The date of LibreOffice documents is not crawled correctly with the local file system connector.
We detail here how to kick off quickly in Datafari with a crawling of a local file folder. YET for security reasons, it is NOT recommended to use it in production environment.
Local and shared files crawling
The local file crawler is a DEMO connector that shouldn't be used for production environments.
With the local file crawler, Date metadata is not extracted from plain text documents.
A recommended alternative to the local file crawler is the "Windows share" (a.k.a. JCIFS connector), that may be used to crawl files in a file shared directory (it works under Linux as well ). You can check its official documentation on the Apache ManifoldCF version 2.5 website.
Documentation on how to setup a samba share on Linux here.
From the admin menu, click on Connectors and then on "Administration of MCF".
ManifoldCF then asks you for your credentials, which you have setup either in the config xml file, or in the install phase if you used it.
You are now in the MCF admin page. Since this is the MCF of Datafari, an output connection is already configured to point to the Solr of Datafari. You can check that by clicking on "List Output Connections" on the left menu. You will then see on the right, the DatafariSolr output connection.
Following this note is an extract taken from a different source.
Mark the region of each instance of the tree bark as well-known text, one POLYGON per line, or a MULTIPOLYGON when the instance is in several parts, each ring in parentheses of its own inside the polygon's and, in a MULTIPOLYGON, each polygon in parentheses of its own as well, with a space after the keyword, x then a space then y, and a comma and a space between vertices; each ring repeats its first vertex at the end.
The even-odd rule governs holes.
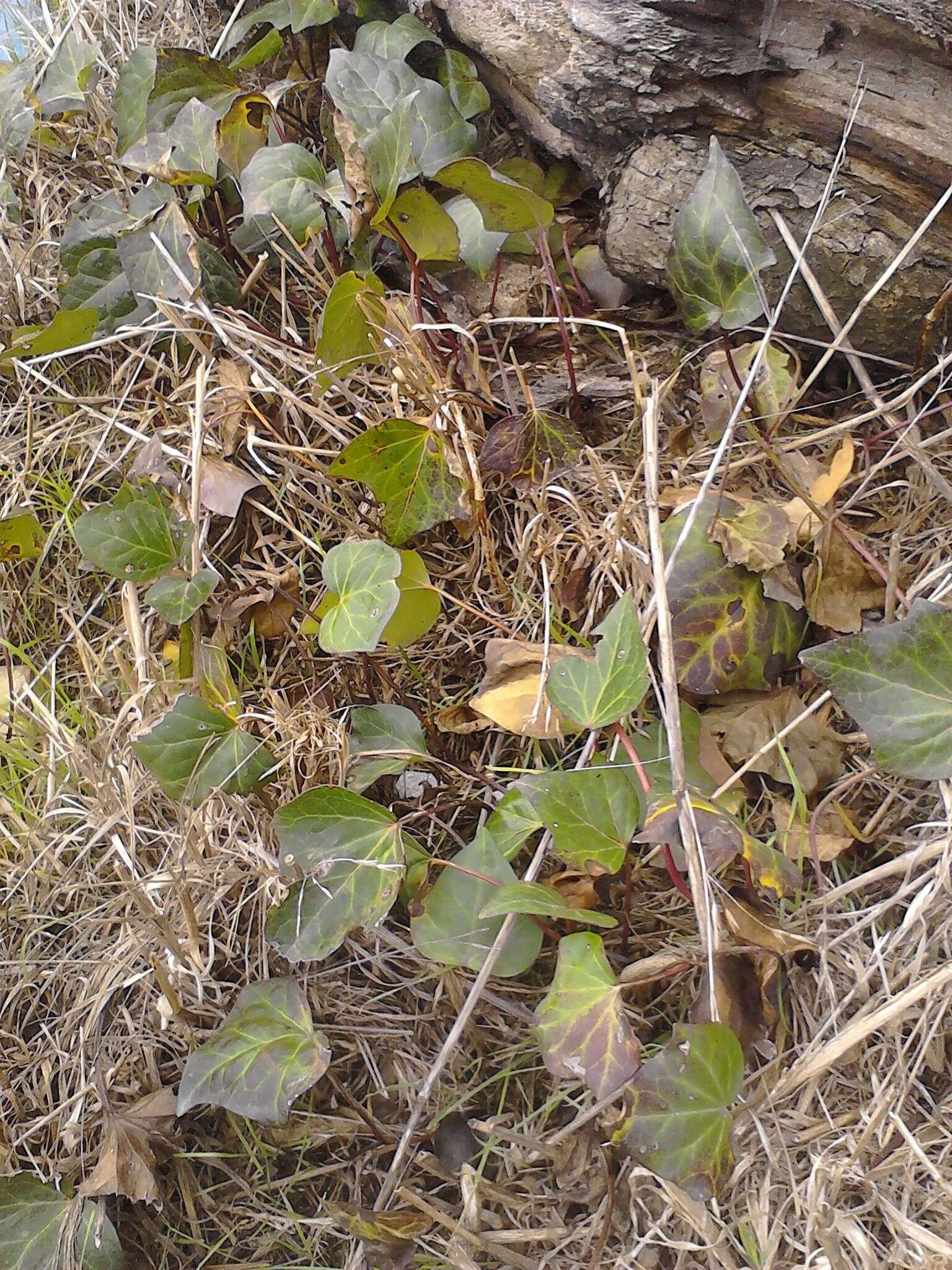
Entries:
MULTIPOLYGON (((952 182, 952 0, 437 0, 490 88, 548 150, 603 182, 612 268, 663 286, 671 221, 712 132, 736 164, 778 264, 770 220, 803 239, 857 84, 866 85, 810 250, 845 319, 952 182)), ((869 306, 858 348, 909 359, 952 277, 952 212, 869 306)), ((783 329, 829 330, 806 287, 783 329)))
Since we want to crawl local files, we first need to declare a new repository connection (to define the type of connection), and then we will instantiate a job that user this repository connection, pointing a the desired local folder. To declare a new repository connection, click on List Repository Connections on the left menu, then click the Add new connection button on the right panel.
Type in the name and the description, then click on the Type tab.
In the type tab, you pick in the dropdown list File System (note that this is a DEMO connector with known bugs, don't use it for production environments), and leave the Authority group to None, since it is quick start exemple.
Again, refer to the full documentation of Apache ManifoldCF to dig deeper into these options.
Click on Continue, and a Throttling tab appears, as well as a Save and a Cancel buttons. Click on Save.
Clicking on save displays the View Repository Connection Status. You should have something that looks like the illustration below.
In the menu, click again on List Repository Connections to check that your new connection is now listed. You should have something like this:
Now that we have declared a repository connection of type local file system, we can now "instantiate" it through a job. For that, click on the menu on "List all Jobs". The right panel will display an empty job list. Click on the button "Add a new job"
You then need to declare a name. Do it and click on the Connection tab
In this tab, click on the Output connection dropdown and select the Datafari specific Output connection "DatafariSolr". On the right, click on the Repository connection dropdown and pick the one we just created, in our case it is "LocalFiles". Click on Add Output, and the click on Continue.
A list of tabs then appears. Check the ManifoldCF official documentation to get an understanding of all of them.
This is where you define the actual location in your local system, that you want the job to crawl and send to Datafari Solr for indexing. For our example, click on the Repository Paths tab. In the illustration below, we enter the local path "/var/enron" and click on Add (not Save yet!).
A list of potential regex appears on the right. Here is some info about the regex, taken from the manifoldcf 2.5 documentation:
Using the regex option
For each included path, a list of rules is displayed which determines what folders and documents get included with the job. These rules will be evaluated from top to bottom, in order. Whichever rule first matches a given path is the one that will be used for that path.
Each rule describes the path matching criteria. This consists of the file specification (e.g. "*.txt"), whether the path is a file or folder name, and whether a file is considered indexable or not by the output connection. The rule also describes the action to take should the rule be matched: include or exclude. The file specification character "*" is a wildcard which matches zero or more characters, while the character "?" matches exactly one character. All other characters must match exactly.
Remember that your specification must match all characters included in the file's path. That includes all path separator characters ("/"). The path you must match always begins with an initial path separator. Thus, if you want to exclude the file "foo.txt" at the root level, your exclude rule must match "/foo.txt".
To add a rule for a starting path, select the desired values of all the pulldowns, type in the desired file criteria, and click the "Add" button. You may also insert a new rule above any existing rule, by using one of the "Insert" buttons.
Click now on the Save button.
You get the confirmation that the job is succesfully created when you see the summary of the created job, in the "View a Job" window. This should like the following illustration:
To ensure things really went ok, go on the left menu and select "List all Jobs". You should see on the right panel a job list with only one entry, the job you just created, as in the illustration below.
It is now time start the actual crawling of the folder. For that, click in the left on menu on "Status and Job Management". You should get a Jobs status list on the right pane, with only one entry, which is the job you recently created. Click on Start to trigger the crawling, and wait for the magic to happen.
If you want, you can click several time on the Refresh button to get a feeling that things are being done. This can be observed by looking the last 3 fields of the list: "Documents", "Active" and "Processed", whose numbers should be evolving as you click on Refresh. Wait for a few documents to be counted in the "Processed" field, and you can then start searching for it in the Search view, which is accessible at any time through the Search link on the upper right of the Datafari header.